Same here with python 2.7 and pytorch 0.2. Is it happening to anyone also on pytorch 0.3 or should I upgrade to try to solve this?

   batch = data_iter.next()
  File "/home/tals/env1/local/lib/python2.7/site-packages/torch/utils/data/dataloader.py", line 195, in __next__
idx, batch = self.data_queue.get()
  File "/usr/lib/python2.7/multiprocessing/queues.py", line 378, in get
return recv()
  File "/home/tals/env1/local/lib/python2.7/site-packages/torch/multiprocessing/queue.py", line 22, in recv
return pickle.loads(buf)
  File "/usr/lib/python2.7/pickle.py", line 1388, in loads
return Unpickler(file).load()
  File "/usr/lib/python2.7/pickle.py", line 864, in load
dispatch[key](self)
  File "/usr/lib/python2.7/pickle.py", line 1139, in load_reduce
value = func(*args)
  File "/home/tals/env1/local/lib/python2.7/site-packages/torch/multiprocessing/reductions.py", line 68, in rebuild_storage_fd
fd = multiprocessing.reduction.rebuild_handle(df)
  File "/usr/lib/python2.7/multiprocessing/reduction.py", line 155, in rebuild_handle
conn = Client(address, authkey=current_process().authkey)
  File "/usr/lib/python2.7/multiprocessing/connection.py", line 169, in Client
c = SocketClient(address)
  File "/usr/lib/python2.7/multiprocessing/connection.py", line 308, in SocketClient
s.connect(address)
  File "/usr/lib/python2.7/socket.py", line 228, in meth
return getattr(self._sock,name)(*args)
socket.error: [Errno 111] Connection refused

(shir gur) #15

Same for me :confused:


#16

Increasing the shared memory size solved this for me.
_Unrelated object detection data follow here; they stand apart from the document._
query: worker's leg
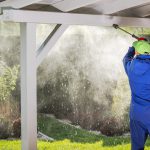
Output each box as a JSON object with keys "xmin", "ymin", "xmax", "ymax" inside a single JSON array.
[{"xmin": 130, "ymin": 120, "xmax": 148, "ymax": 150}]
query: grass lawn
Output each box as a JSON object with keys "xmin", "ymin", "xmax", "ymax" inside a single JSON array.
[{"xmin": 0, "ymin": 116, "xmax": 150, "ymax": 150}]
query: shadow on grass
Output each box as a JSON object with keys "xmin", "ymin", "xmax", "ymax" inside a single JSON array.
[{"xmin": 38, "ymin": 115, "xmax": 142, "ymax": 147}]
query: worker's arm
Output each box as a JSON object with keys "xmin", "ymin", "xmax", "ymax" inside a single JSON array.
[{"xmin": 123, "ymin": 47, "xmax": 135, "ymax": 75}]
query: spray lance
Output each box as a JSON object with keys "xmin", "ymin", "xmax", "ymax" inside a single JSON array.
[{"xmin": 113, "ymin": 24, "xmax": 147, "ymax": 41}]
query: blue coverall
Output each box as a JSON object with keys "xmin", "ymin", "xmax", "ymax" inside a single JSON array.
[{"xmin": 123, "ymin": 47, "xmax": 150, "ymax": 150}]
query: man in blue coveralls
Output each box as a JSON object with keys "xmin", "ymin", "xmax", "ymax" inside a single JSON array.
[{"xmin": 123, "ymin": 40, "xmax": 150, "ymax": 150}]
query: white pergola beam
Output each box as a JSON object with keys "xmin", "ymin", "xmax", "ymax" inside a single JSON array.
[
  {"xmin": 0, "ymin": 0, "xmax": 41, "ymax": 9},
  {"xmin": 94, "ymin": 0, "xmax": 150, "ymax": 14},
  {"xmin": 21, "ymin": 23, "xmax": 37, "ymax": 150},
  {"xmin": 42, "ymin": 0, "xmax": 102, "ymax": 12},
  {"xmin": 1, "ymin": 10, "xmax": 150, "ymax": 27},
  {"xmin": 37, "ymin": 25, "xmax": 68, "ymax": 67}
]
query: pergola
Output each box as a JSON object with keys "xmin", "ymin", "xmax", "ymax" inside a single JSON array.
[{"xmin": 0, "ymin": 0, "xmax": 150, "ymax": 150}]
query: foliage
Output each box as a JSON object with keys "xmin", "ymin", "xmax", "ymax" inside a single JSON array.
[
  {"xmin": 0, "ymin": 64, "xmax": 18, "ymax": 101},
  {"xmin": 0, "ymin": 138, "xmax": 150, "ymax": 150}
]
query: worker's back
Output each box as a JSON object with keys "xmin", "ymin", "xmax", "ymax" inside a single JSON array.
[{"xmin": 127, "ymin": 55, "xmax": 150, "ymax": 124}]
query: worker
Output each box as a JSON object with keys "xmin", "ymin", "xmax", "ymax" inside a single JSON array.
[{"xmin": 123, "ymin": 38, "xmax": 150, "ymax": 150}]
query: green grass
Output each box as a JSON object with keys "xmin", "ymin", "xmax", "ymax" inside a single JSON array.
[{"xmin": 0, "ymin": 116, "xmax": 150, "ymax": 150}]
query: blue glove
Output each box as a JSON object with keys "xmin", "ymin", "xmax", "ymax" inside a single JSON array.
[{"xmin": 127, "ymin": 47, "xmax": 135, "ymax": 58}]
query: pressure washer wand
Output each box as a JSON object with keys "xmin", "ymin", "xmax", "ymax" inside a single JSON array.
[{"xmin": 113, "ymin": 24, "xmax": 139, "ymax": 40}]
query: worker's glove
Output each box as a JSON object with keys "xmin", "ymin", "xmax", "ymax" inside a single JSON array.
[
  {"xmin": 138, "ymin": 37, "xmax": 147, "ymax": 41},
  {"xmin": 128, "ymin": 47, "xmax": 135, "ymax": 57}
]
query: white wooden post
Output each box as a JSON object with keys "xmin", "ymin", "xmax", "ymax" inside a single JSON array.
[{"xmin": 21, "ymin": 23, "xmax": 37, "ymax": 150}]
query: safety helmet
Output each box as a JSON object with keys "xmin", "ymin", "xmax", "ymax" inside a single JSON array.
[{"xmin": 133, "ymin": 40, "xmax": 150, "ymax": 54}]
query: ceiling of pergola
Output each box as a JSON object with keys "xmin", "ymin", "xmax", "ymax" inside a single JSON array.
[{"xmin": 0, "ymin": 0, "xmax": 150, "ymax": 18}]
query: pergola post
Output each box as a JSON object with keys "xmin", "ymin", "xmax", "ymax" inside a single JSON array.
[{"xmin": 21, "ymin": 23, "xmax": 37, "ymax": 150}]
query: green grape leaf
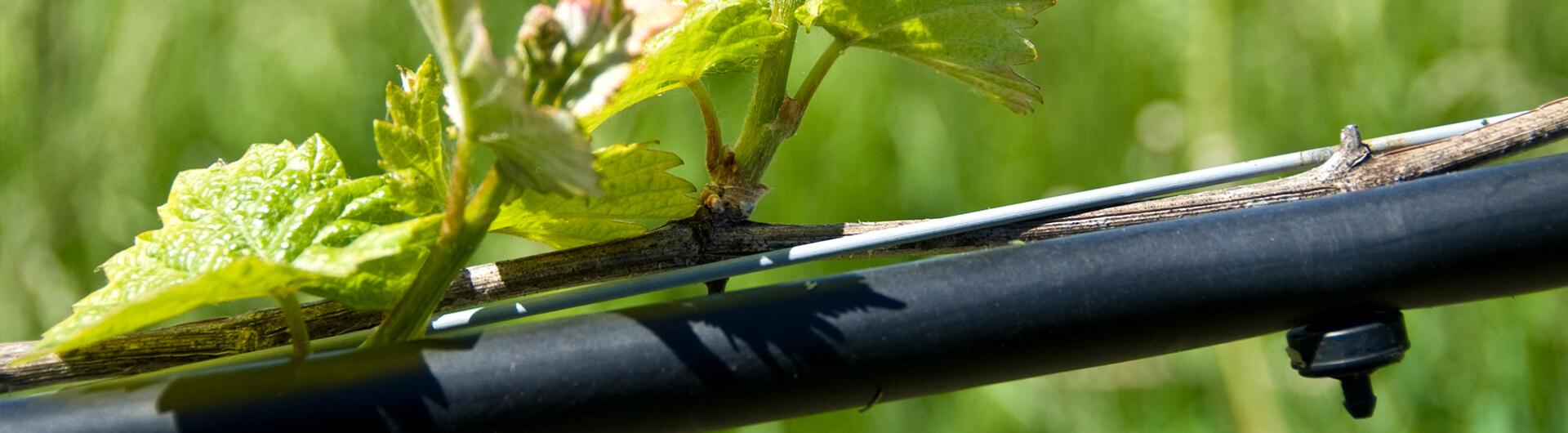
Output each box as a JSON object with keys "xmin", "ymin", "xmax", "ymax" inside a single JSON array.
[
  {"xmin": 795, "ymin": 0, "xmax": 1055, "ymax": 113},
  {"xmin": 491, "ymin": 143, "xmax": 697, "ymax": 249},
  {"xmin": 373, "ymin": 56, "xmax": 448, "ymax": 215},
  {"xmin": 581, "ymin": 0, "xmax": 784, "ymax": 130},
  {"xmin": 472, "ymin": 99, "xmax": 599, "ymax": 194},
  {"xmin": 17, "ymin": 136, "xmax": 441, "ymax": 363}
]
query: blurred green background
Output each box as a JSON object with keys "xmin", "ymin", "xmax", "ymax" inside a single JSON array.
[{"xmin": 0, "ymin": 0, "xmax": 1568, "ymax": 431}]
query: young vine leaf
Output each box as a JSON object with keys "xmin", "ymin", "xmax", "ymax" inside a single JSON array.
[
  {"xmin": 795, "ymin": 0, "xmax": 1055, "ymax": 113},
  {"xmin": 373, "ymin": 56, "xmax": 450, "ymax": 215},
  {"xmin": 491, "ymin": 143, "xmax": 697, "ymax": 249},
  {"xmin": 469, "ymin": 99, "xmax": 599, "ymax": 194},
  {"xmin": 17, "ymin": 136, "xmax": 441, "ymax": 363},
  {"xmin": 581, "ymin": 0, "xmax": 784, "ymax": 130}
]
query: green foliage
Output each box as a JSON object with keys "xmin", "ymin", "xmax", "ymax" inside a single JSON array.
[
  {"xmin": 796, "ymin": 0, "xmax": 1055, "ymax": 113},
  {"xmin": 581, "ymin": 0, "xmax": 784, "ymax": 130},
  {"xmin": 472, "ymin": 100, "xmax": 599, "ymax": 194},
  {"xmin": 19, "ymin": 136, "xmax": 439, "ymax": 363},
  {"xmin": 491, "ymin": 143, "xmax": 696, "ymax": 248},
  {"xmin": 373, "ymin": 56, "xmax": 450, "ymax": 215}
]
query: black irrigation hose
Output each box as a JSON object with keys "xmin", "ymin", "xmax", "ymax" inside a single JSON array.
[{"xmin": 9, "ymin": 155, "xmax": 1568, "ymax": 431}]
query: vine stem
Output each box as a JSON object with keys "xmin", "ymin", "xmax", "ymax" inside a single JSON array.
[
  {"xmin": 779, "ymin": 39, "xmax": 849, "ymax": 128},
  {"xmin": 363, "ymin": 0, "xmax": 489, "ymax": 346},
  {"xmin": 685, "ymin": 78, "xmax": 728, "ymax": 172},
  {"xmin": 709, "ymin": 29, "xmax": 847, "ymax": 217},
  {"xmin": 710, "ymin": 14, "xmax": 796, "ymax": 194},
  {"xmin": 363, "ymin": 167, "xmax": 514, "ymax": 346},
  {"xmin": 276, "ymin": 293, "xmax": 310, "ymax": 359}
]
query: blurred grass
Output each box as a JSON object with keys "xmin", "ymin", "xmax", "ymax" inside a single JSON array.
[{"xmin": 0, "ymin": 0, "xmax": 1568, "ymax": 431}]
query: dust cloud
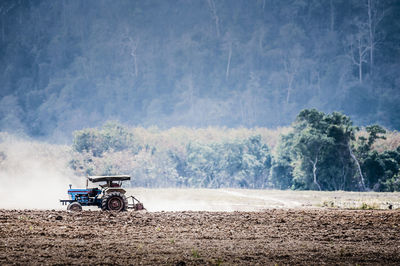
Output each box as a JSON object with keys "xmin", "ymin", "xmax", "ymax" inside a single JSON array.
[{"xmin": 0, "ymin": 133, "xmax": 78, "ymax": 209}]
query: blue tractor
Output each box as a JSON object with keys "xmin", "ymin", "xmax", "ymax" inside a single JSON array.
[{"xmin": 60, "ymin": 175, "xmax": 144, "ymax": 211}]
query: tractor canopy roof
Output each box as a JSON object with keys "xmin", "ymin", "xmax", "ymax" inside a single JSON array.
[{"xmin": 87, "ymin": 175, "xmax": 131, "ymax": 183}]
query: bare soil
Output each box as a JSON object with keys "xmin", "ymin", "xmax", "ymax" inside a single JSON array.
[{"xmin": 0, "ymin": 209, "xmax": 400, "ymax": 265}]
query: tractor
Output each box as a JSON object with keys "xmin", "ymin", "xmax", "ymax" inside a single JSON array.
[{"xmin": 60, "ymin": 175, "xmax": 144, "ymax": 211}]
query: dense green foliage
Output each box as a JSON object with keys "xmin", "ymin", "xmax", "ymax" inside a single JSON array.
[
  {"xmin": 71, "ymin": 109, "xmax": 400, "ymax": 191},
  {"xmin": 0, "ymin": 0, "xmax": 400, "ymax": 141}
]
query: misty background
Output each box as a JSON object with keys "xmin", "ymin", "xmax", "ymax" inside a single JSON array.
[{"xmin": 0, "ymin": 0, "xmax": 400, "ymax": 143}]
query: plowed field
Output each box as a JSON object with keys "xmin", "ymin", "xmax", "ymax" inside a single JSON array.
[{"xmin": 0, "ymin": 209, "xmax": 400, "ymax": 265}]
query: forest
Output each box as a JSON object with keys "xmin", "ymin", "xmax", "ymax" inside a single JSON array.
[
  {"xmin": 0, "ymin": 0, "xmax": 400, "ymax": 141},
  {"xmin": 69, "ymin": 109, "xmax": 400, "ymax": 191}
]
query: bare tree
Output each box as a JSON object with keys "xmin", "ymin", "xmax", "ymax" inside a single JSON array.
[
  {"xmin": 366, "ymin": 0, "xmax": 387, "ymax": 73},
  {"xmin": 348, "ymin": 22, "xmax": 370, "ymax": 83},
  {"xmin": 0, "ymin": 1, "xmax": 19, "ymax": 42},
  {"xmin": 207, "ymin": 0, "xmax": 220, "ymax": 38},
  {"xmin": 129, "ymin": 37, "xmax": 139, "ymax": 77},
  {"xmin": 329, "ymin": 0, "xmax": 335, "ymax": 31},
  {"xmin": 282, "ymin": 55, "xmax": 300, "ymax": 104}
]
It is used to share data between processes
Try to track your ram during training and make sure that there is no memory leak


(Vincentgu) #17

I solved this problem by changing the num_workers from 4 to 8. But I don`t know why.


#18

I had run into the same problem with CUDA 9.0 pytorch 0.3.1.
I tried to change the num_workers but it didn’t work.
Oddly enough, it is fixed after I doubled the batch_size.